According to Stein, four elements influenced the shapes of the states: the American Revolution, the 1808 proposal for the Erie Canal, railroads and slavery.
Before the American Revolution, the British crown created colonies that were diverse in size. After the revolution, the new bicameral legislature created greater parity among the states with regard to their size and shape. Founding Father Thomas Jefferson provided the underlying principle of all states being created equal, although he actually meant in size.
After the revolution, Congress assigned Jefferson the task of devising how the Northwest Territory—land between the Ohio and Mississippi rivers—should be divided. He proposed that the region be divided into states having two degrees of latitude and four degrees of longitude, wherever possible.
According to John Hébert, chief of the Library’s Geography and Map Division, one degree of latitude is 69 miles. “Generally the degree of longitude is 69 miles also (although this is trickier with longitude as it moves away from the equator),” he says.
So, Jefferson proposed states of the Northwest Territory be 138 miles in height and approximately 276 miles in width.
Congress did not adopt Jefferson’s recommendation for these borders for this particular region; however, it did apply the concept to the creation of other state lines. The prairie states of Kansas, Nebraska, South Dakota and North Dakota all have three degrees of latitude (or 207 miles in height). The Rocky Mountain states of Colorado, Wyoming and Montana each have four degrees of latitude (or 276 miles in height). And, the western states of Washington, Oregon, Colorado, Wyoming, North Dakota and South Dakota all have almost exactly seven degrees of longitude (or approximately 483 miles in width).
Following the revolution, the original 13 United States were no longer part of England and several wanted access to the St. Lawrence River in Canada, which connects the Great Lakes to the Atlantic Ocean. The Erie Canal changed the boundary lines for that region. Rivers also became less critical to shaping boundaries as railroad lines began to straighten borders from east to west.
With the Louisiana Purchase in 1803, a question had arisen regarding slavery in the states to be created in this new land. States carved out of the Northwest Territory (Ohio, Indiana, Illinois, Michigan and Wisconsin) prohibited the practice. However, Congress allowed Louisiana to continue slavery because the practice existed there prior to American acquisition. When Missouri sought statehood in 1818, it sparked a dispute that resulted in the Missouri Compromise in 1820—only those states in the new territory whose northern borders were below 36 degrees 30 minutes North latitude could allow slavery, with the exception of Missouri.
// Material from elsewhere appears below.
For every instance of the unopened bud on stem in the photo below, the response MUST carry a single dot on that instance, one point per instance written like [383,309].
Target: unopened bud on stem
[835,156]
Stein entertained questions from the audience; most asked how their home states got their shapes. Naturally, a question arose as to the oddity that is Maryland, which is seemingly cut in two and missing the part from its eastern edge that is Delaware.
“Every boundary in Maryland’s colonial charter was contested, and Maryland lost,” he said.
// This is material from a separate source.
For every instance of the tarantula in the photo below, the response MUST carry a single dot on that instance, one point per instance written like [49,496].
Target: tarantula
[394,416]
If states’ equality was so important, why are California and Texas so large compared to the rest of America? According to Stein’s book, Congress didn’t create them; they created themselves. And, thanks to the discovery of gold in California and Congress not wanting to risk losing all of Texas by forcing it to dissolve into smaller states, both states were able to retain most of their claims.
So much historical detail is involved in understanding the boundaries of the 50 states. The prospect of explaining them all seems daunting indeed. So why undertake the task?
“When I set out to do this book, all the lines seemed as much a part of nature,” said Stein. “But they really are the ‘this and that’ of American character.”
Erin Allen is a writer-editor in the Library’s Public Affairs Office.